As important as the submarine discussion is, the AUKUS pact’s implications for the Canadian defence industry is the proverbial tree within a much more meaningful forest. The establishment of AUKUS is symptomatic of the re-emergence of great power rivalry within the international system, something that decision-makers in Ottawa have not had to seriously consider in their foreign policy thinking since the early 1950s. In fact, the country’s geostrategic position can largely account for why Canadian governments have been so slow, if not outright reluctant, to engage with AUKUS or champion similar minilateral, like-minded arrangements.[17]

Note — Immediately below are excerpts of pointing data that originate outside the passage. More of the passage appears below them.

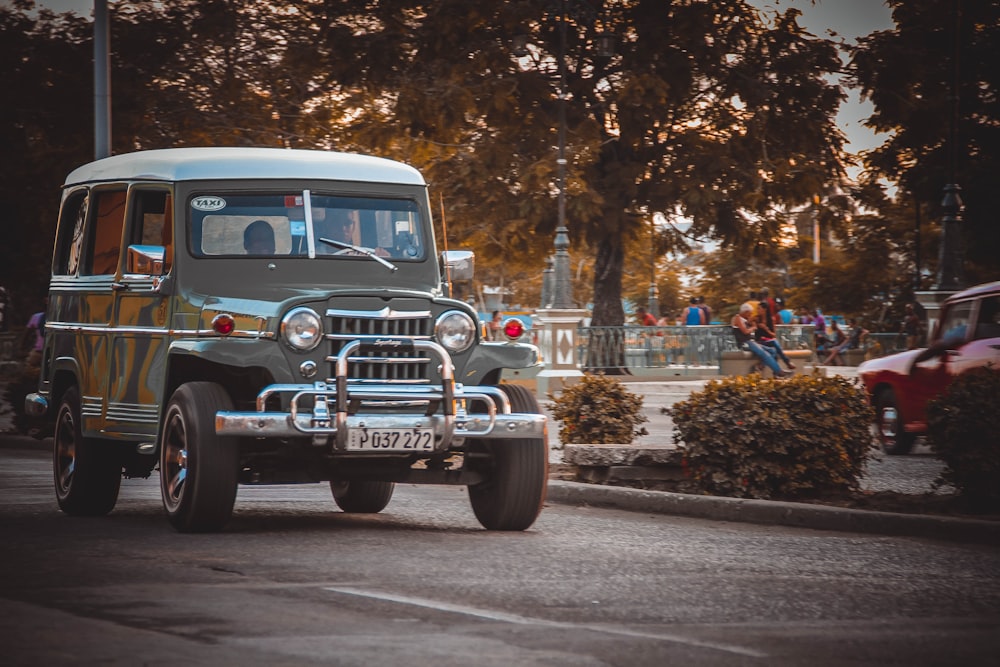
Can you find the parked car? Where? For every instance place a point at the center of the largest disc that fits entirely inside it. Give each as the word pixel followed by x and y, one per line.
pixel 899 386
pixel 267 316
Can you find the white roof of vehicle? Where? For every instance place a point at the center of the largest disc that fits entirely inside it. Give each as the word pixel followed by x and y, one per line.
pixel 196 164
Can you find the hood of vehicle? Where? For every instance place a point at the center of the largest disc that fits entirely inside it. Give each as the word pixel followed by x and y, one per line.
pixel 895 363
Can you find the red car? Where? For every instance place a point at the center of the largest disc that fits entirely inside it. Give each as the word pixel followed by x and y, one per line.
pixel 899 386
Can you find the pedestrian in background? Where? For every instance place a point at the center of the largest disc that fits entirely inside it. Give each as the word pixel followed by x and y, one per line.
pixel 645 318
pixel 912 327
pixel 33 337
pixel 706 311
pixel 765 332
pixel 743 328
pixel 855 337
pixel 785 314
pixel 693 315
pixel 819 330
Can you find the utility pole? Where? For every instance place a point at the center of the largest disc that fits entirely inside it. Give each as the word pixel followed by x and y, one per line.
pixel 102 82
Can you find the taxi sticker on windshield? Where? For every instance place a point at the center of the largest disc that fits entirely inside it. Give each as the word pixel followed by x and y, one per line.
pixel 208 203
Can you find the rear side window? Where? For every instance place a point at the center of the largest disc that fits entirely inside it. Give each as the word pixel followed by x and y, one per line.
pixel 106 238
pixel 72 224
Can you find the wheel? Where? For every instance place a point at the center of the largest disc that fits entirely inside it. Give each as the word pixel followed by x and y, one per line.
pixel 86 471
pixel 362 497
pixel 517 473
pixel 199 471
pixel 889 425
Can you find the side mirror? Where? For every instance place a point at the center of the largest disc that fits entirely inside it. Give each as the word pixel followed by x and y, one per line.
pixel 458 265
pixel 145 260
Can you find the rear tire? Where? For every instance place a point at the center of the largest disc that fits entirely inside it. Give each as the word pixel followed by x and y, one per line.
pixel 517 473
pixel 889 425
pixel 87 472
pixel 362 497
pixel 199 470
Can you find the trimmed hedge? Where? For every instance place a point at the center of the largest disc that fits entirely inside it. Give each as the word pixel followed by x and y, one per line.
pixel 963 430
pixel 747 437
pixel 598 411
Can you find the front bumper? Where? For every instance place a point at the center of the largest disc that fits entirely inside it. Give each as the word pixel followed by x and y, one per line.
pixel 334 408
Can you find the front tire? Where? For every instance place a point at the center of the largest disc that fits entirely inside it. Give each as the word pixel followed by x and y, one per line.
pixel 87 473
pixel 889 425
pixel 517 473
pixel 199 470
pixel 362 497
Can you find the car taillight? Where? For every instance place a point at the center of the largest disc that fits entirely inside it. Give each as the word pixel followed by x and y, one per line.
pixel 513 328
pixel 223 324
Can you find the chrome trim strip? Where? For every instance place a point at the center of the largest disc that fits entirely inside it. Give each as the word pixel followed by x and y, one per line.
pixel 381 360
pixel 372 337
pixel 104 328
pixel 282 425
pixel 386 313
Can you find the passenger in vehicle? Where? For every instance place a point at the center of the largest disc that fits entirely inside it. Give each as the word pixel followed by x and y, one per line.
pixel 258 238
pixel 341 225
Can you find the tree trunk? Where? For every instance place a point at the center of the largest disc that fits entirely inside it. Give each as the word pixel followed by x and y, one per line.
pixel 609 345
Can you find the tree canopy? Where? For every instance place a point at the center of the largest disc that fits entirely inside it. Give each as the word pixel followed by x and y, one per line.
pixel 934 84
pixel 710 112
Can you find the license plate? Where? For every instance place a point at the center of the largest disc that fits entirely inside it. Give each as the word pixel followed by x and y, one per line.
pixel 391 439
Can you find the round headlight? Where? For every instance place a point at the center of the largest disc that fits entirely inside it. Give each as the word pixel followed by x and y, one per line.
pixel 455 331
pixel 302 329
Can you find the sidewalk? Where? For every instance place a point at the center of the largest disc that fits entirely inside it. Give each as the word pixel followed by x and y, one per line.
pixel 910 474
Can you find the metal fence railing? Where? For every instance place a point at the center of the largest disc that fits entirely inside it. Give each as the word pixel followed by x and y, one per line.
pixel 633 347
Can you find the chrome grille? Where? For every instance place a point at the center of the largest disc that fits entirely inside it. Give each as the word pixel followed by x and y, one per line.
pixel 409 367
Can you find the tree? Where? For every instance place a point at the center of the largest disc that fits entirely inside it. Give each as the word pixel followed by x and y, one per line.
pixel 939 61
pixel 45 131
pixel 706 110
pixel 703 109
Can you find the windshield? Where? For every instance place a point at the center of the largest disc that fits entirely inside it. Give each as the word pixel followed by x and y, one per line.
pixel 293 224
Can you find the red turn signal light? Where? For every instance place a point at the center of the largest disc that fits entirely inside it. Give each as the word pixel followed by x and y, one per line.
pixel 513 328
pixel 223 324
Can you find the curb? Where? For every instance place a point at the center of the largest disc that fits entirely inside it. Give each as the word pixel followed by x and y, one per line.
pixel 770 512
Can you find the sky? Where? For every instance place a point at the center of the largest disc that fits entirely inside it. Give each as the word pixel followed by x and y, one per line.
pixel 847 18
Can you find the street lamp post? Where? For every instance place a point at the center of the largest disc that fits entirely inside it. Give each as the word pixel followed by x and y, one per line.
pixel 950 276
pixel 562 287
pixel 653 303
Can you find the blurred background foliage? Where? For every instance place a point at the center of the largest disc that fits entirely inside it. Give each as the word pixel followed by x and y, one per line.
pixel 711 120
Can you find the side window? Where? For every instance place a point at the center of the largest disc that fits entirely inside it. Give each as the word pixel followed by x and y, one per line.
pixel 108 224
pixel 152 224
pixel 72 223
pixel 956 322
pixel 988 322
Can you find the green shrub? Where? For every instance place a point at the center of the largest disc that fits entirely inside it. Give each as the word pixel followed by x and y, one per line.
pixel 598 410
pixel 748 437
pixel 963 429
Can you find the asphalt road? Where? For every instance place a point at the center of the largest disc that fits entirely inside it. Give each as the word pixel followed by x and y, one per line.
pixel 293 581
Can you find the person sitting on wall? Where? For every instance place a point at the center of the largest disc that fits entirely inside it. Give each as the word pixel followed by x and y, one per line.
pixel 743 326
pixel 855 337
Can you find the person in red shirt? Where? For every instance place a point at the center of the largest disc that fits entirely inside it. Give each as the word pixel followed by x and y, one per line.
pixel 645 318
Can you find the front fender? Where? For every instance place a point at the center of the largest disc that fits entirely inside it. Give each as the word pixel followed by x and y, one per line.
pixel 239 353
pixel 489 358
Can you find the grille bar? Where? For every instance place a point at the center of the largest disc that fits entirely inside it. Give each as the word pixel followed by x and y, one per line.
pixel 403 366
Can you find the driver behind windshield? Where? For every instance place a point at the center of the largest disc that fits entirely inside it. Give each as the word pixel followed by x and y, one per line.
pixel 340 225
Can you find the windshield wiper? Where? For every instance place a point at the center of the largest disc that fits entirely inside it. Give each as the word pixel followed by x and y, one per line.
pixel 361 251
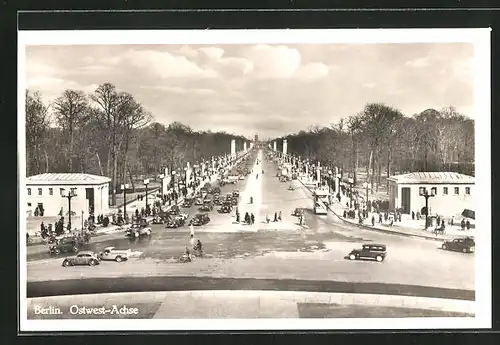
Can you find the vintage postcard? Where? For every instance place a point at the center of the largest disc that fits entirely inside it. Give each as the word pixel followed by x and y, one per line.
pixel 254 179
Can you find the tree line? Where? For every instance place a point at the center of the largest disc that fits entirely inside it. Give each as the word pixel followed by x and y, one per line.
pixel 108 132
pixel 381 139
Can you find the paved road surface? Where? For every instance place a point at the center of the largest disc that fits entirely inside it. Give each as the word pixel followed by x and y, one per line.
pixel 275 250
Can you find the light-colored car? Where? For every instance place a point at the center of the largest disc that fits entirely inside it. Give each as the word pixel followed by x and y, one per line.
pixel 118 255
pixel 82 258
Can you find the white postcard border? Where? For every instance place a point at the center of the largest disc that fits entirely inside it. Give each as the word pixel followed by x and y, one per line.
pixel 479 37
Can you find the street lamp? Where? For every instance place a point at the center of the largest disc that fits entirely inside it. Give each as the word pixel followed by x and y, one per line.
pixel 146 182
pixel 367 185
pixel 351 182
pixel 69 195
pixel 422 191
pixel 162 176
pixel 124 188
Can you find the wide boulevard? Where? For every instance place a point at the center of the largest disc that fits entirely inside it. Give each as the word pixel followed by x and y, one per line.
pixel 279 254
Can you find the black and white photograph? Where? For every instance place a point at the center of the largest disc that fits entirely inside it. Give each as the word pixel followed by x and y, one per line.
pixel 254 179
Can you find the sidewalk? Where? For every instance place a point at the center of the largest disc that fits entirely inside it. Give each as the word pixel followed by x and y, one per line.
pixel 407 227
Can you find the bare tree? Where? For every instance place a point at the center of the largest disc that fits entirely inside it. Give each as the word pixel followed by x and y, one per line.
pixel 37 124
pixel 71 110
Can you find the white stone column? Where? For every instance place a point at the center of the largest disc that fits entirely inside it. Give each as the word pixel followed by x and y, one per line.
pixel 233 147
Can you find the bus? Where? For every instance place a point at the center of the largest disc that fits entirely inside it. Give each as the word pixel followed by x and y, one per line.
pixel 320 200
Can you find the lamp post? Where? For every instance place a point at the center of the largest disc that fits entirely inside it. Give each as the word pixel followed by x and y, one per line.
pixel 146 182
pixel 124 188
pixel 162 176
pixel 367 185
pixel 423 192
pixel 351 182
pixel 71 194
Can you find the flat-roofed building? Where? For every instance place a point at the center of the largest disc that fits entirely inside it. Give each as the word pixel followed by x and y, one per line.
pixel 453 192
pixel 46 190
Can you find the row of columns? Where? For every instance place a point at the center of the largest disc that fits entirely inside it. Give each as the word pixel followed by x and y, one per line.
pixel 297 164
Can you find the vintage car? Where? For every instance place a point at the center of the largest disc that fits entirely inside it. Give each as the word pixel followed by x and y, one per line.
pixel 137 229
pixel 226 208
pixel 183 215
pixel 200 219
pixel 82 258
pixel 176 222
pixel 369 251
pixel 206 207
pixel 161 218
pixel 188 202
pixel 174 210
pixel 464 245
pixel 112 254
pixel 67 244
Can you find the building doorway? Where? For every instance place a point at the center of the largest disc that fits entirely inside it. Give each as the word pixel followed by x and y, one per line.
pixel 89 196
pixel 405 200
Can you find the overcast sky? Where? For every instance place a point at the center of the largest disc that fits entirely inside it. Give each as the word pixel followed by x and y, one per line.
pixel 270 90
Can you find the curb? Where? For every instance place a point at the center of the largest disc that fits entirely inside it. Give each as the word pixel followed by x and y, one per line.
pixel 362 226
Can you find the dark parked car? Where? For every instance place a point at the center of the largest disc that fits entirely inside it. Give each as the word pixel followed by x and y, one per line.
pixel 187 203
pixel 176 222
pixel 225 208
pixel 174 210
pixel 464 245
pixel 369 251
pixel 200 219
pixel 82 258
pixel 206 207
pixel 66 245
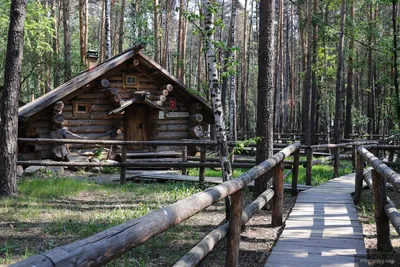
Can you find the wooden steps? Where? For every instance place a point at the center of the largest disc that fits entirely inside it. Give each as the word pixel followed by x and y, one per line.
pixel 322 229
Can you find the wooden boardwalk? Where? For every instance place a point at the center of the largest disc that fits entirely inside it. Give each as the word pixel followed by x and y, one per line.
pixel 322 229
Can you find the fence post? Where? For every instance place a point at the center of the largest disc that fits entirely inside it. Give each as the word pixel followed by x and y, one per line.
pixel 336 161
pixel 295 173
pixel 359 178
pixel 184 159
pixel 123 168
pixel 309 165
pixel 277 200
pixel 381 219
pixel 202 170
pixel 234 230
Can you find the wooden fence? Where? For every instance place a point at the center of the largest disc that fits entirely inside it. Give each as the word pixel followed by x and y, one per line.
pixel 384 209
pixel 107 245
pixel 334 157
pixel 195 162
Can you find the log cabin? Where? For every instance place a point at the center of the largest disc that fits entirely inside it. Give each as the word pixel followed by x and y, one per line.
pixel 128 97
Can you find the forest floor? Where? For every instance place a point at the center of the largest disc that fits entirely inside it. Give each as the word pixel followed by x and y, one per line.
pixel 51 211
pixel 366 217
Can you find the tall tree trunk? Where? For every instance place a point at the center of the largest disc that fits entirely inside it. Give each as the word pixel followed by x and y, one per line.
pixel 156 22
pixel 181 40
pixel 121 28
pixel 164 60
pixel 314 85
pixel 232 95
pixel 249 58
pixel 339 75
pixel 371 83
pixel 395 74
pixel 348 128
pixel 107 28
pixel 243 103
pixel 213 81
pixel 56 42
pixel 278 71
pixel 67 42
pixel 9 99
pixel 102 32
pixel 307 84
pixel 83 29
pixel 265 94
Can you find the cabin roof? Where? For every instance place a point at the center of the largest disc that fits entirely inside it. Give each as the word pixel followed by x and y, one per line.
pixel 151 69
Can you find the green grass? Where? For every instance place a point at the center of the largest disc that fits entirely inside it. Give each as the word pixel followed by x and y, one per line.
pixel 216 173
pixel 62 210
pixel 321 173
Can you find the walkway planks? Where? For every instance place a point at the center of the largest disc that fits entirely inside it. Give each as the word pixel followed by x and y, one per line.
pixel 322 229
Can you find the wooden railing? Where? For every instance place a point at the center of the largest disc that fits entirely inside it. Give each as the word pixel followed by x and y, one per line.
pixel 107 245
pixel 334 157
pixel 123 165
pixel 201 162
pixel 384 209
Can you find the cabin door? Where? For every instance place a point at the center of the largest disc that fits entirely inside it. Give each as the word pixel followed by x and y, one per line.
pixel 136 125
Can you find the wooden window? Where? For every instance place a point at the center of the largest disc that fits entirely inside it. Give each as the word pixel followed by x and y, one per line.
pixel 81 109
pixel 131 80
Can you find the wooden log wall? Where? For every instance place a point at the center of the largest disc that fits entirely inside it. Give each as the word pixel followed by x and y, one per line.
pixel 86 115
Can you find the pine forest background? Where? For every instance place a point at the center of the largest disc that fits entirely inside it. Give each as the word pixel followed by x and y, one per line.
pixel 307 55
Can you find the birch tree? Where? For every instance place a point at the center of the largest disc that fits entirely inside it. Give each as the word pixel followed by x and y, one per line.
pixel 339 76
pixel 83 29
pixel 67 42
pixel 107 29
pixel 214 87
pixel 265 94
pixel 232 91
pixel 9 99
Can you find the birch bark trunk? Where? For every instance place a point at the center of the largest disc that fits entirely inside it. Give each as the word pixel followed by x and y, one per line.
pixel 214 87
pixel 9 99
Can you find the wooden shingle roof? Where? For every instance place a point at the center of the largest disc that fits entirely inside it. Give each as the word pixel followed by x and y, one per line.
pixel 83 80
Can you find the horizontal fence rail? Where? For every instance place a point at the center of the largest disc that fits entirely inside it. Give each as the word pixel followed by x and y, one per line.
pixel 385 211
pixel 109 244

Since the Second World War, Canada has benefited from what one defence scholar terms the ‘[i]nvoluntary American security guarantee’.[18] Through a series of incremental defence and economic arrangements like the 1958 North American Aerospace Defence Command (NORAD) agreement and the 1965 Auto Pact, Canada became tightly bound to the US while sitting atop the North American continent surrounded by three oceans and the longest undefended border on earth. Few countries anywhere have such an enviable geostrategic location.

In practical terms, Canadians got used to underspending on defence, operating on the presumption that the US would never leave its northern neighbour at the mercy of a foreign aggressor lest it leave its own homeland exposed. Canada did ‘just enough’ in equipping its armed forces and deploying them abroad to honour its NORAD and NATO alliance commitments.[19]

This scenario is no longer viable, though, as the geostrategic global environment has shifted dramatically in the last two decades.

America’s unipolar moment[20] was politically strained by the ‘global war on terror’, ideologically undermined in the eyes of many nations by the debt-driven global financial crisis of 2008, and ended by the re-emergence of major great power rivalry as China and Russia in particular have taken steps to assert great power prerogatives.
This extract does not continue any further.